How's about I post 10 or 12 photos of me urinating? Just pissin' up a storm, right here on Blogger. Wouldn't it be great to see that? It wouldn't? Why not? It's natural! Everybody pisses, right? Stop being such a fucking prude!
I'm carrying over an argument I got into on Facebook. This chick was mad because Facebook's rules won't allow her friend to post pics of breastfeeding. The argument being it is a natural thing, the baby's just eating, it's beautiful, it's a great way to share the pics with friends and family, etc. They went on to further explain that Facebook allows gratuitous tits and ass shots, why not a little wholesome titty suckin'?

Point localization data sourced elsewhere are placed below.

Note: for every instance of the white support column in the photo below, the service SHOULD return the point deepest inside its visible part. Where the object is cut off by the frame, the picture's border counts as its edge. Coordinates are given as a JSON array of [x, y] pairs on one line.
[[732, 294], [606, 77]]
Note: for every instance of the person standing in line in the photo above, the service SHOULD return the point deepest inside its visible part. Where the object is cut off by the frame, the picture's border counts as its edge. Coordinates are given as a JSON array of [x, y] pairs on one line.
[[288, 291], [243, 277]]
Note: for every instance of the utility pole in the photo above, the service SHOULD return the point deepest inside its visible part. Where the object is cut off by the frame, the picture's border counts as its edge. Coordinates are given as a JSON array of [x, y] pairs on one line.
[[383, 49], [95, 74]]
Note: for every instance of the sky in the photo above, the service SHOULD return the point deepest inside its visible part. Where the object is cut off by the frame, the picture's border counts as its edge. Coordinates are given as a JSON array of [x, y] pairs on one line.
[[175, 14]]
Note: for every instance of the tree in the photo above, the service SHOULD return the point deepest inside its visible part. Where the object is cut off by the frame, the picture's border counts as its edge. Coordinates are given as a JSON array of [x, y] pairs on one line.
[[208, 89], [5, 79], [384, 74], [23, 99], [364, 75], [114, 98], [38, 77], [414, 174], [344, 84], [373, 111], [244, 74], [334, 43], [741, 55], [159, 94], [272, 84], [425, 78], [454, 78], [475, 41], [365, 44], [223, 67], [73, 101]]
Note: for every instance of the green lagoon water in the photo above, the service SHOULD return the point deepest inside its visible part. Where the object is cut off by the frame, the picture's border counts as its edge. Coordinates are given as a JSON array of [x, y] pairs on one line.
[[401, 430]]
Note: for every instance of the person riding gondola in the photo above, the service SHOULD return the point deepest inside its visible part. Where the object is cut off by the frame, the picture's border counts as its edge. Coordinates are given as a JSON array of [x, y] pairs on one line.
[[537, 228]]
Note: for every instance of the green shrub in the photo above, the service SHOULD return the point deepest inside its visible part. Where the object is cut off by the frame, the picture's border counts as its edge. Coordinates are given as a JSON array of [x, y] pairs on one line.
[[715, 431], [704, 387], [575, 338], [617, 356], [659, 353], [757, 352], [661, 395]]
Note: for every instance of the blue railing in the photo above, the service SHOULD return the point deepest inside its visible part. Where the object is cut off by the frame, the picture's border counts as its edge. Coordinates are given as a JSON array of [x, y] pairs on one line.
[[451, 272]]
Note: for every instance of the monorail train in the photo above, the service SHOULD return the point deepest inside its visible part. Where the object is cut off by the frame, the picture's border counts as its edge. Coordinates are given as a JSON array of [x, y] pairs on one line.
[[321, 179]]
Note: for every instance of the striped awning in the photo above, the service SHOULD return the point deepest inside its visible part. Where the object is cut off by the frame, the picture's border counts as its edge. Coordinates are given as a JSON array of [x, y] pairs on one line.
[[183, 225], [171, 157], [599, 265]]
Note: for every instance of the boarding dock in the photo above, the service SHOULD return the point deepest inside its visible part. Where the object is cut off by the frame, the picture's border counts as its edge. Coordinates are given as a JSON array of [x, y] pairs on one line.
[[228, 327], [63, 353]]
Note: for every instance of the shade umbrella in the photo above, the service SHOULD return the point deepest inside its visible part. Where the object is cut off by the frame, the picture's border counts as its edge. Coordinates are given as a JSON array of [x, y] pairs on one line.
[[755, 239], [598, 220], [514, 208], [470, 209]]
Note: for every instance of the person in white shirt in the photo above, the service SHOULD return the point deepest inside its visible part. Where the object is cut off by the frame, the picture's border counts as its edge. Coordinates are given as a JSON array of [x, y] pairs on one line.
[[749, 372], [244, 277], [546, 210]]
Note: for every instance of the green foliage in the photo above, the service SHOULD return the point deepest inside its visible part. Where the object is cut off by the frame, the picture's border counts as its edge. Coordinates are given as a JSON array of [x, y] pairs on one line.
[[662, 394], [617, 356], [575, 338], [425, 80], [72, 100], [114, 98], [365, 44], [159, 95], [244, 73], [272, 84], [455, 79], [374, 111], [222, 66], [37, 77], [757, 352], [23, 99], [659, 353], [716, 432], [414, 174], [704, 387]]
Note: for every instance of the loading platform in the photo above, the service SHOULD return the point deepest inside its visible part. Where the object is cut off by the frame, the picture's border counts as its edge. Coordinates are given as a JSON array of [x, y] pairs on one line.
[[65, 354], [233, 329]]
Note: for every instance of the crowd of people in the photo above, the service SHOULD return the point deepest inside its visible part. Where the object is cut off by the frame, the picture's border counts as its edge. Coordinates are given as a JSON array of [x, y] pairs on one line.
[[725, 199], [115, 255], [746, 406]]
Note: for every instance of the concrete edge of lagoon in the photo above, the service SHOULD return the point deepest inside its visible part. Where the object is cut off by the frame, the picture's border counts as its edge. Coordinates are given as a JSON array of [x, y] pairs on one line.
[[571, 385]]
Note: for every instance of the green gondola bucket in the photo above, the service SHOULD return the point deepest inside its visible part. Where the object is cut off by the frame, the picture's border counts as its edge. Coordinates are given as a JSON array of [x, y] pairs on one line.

I'll stand my ground. I understand that it's natural and it's a way children and mothers bond, but why is it necessary for Facebook to condone it? If you want to share photos of breastfeeding with your friends and family, send them the fucking pictures. Post 'em on Flickr, Snapfish, or buy a gotdamn domain for 12 cents a year and post whatever you want. But Facebook or any other social networking site doesn't owe you shit. It's theirs, they get paid for it, you're a gotdamn customer.
And as far as the tits and ass shots, aren't they natural too? Doesn't everybody have a chest and an ass? If your argument is the "natural" one, there are a lot of things that are natural. Like flat out fucking, bodies decomposing, or animals eating their young. You don't necessarily want to see that shit posted.
If you wanna keep arguing about your right to post pics of your baby eating dinner, I'm not gonna participate. I'd still question your motives, which you say ostensibly is to "teach mothers how to properly breastfeed". Step one, put your milk filled titty in a baby's mouth. Step two, wait until the baby stops sucking it. I think I got it. Thanks, middle class white lady!